東映京都撮影所が久しぶりに時代劇映画の本領を発揮した、堂々たる大作映画。製作費は15億円といわれており、「茶々 天涯の貴妃」と比べても制作規模の大きさとVFXによるスケール感は上回っている。しかし、この映画の魅力の本質はそうした商業映画としてのパッケージの構えではなく、演出や映像制作の狙いの”地味さ”加減にある。例えばそのことは、信長(椎名桔平)の登場する屋敷内の場面の異様に暗い照明設計に端的に表れている。

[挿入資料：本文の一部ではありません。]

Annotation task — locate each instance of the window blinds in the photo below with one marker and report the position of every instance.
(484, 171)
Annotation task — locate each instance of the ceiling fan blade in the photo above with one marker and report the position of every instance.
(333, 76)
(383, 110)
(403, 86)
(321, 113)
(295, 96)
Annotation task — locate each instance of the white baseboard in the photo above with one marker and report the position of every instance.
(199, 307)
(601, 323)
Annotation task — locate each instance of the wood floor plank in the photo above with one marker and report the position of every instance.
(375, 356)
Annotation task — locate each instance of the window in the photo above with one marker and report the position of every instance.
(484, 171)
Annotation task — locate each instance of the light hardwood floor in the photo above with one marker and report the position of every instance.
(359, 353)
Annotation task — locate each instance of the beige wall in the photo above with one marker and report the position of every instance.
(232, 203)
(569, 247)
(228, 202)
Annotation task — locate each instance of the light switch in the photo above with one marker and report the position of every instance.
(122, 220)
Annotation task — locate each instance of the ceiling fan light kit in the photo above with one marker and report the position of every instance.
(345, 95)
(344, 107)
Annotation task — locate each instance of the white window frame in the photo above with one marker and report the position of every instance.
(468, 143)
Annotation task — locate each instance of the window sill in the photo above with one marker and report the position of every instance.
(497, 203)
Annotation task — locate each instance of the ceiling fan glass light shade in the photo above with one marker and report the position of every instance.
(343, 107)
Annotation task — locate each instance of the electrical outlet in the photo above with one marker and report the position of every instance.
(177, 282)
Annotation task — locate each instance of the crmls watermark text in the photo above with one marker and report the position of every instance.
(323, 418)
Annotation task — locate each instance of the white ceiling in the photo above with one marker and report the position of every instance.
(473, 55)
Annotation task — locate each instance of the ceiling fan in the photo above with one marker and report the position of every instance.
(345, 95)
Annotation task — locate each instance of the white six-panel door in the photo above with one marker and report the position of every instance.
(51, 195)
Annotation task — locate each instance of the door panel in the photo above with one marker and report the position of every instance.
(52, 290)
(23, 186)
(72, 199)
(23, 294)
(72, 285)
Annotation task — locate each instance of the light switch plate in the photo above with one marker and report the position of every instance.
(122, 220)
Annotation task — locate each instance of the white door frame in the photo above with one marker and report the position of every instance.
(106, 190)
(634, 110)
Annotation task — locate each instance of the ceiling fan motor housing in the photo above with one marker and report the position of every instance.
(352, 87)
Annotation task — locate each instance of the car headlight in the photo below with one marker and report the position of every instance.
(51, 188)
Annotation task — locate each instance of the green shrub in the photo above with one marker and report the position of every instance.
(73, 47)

■それはリアルな照明効果の追及であり、おそらくは山田洋次時代劇で示した大映京都系、松竹系の撮影、照明スタッフの示した映像的な完成度に挑戦しようとするものであったはずで、実際、東映京都的で、大映京都的でもない、薄暗さの中に戦国の武士たちの姿をぼんやりと浮かび上がらせようとする意欲的な映像表現となっている。キャメラマンとしては大ベテランで、古くは「マークスの山」や近年では「椿三十郎」「おくりびと」といった作品で流麗かつ重厚な画作りを示してきた浜田毅の新境地といえる荘重なタッチは、劇場の大スクリーンでしか真価を蝕知することはできないだろう。美術は重鎮西岡善信が担当しており、セット撮影は異様なほど重厚だ。(撮影は東映京都撮影所で木曜ミステリー枠のビデオドラマを多く撮っている朝倉義人が担当)浜田毅は今年度の最優秀撮影賞候補だ。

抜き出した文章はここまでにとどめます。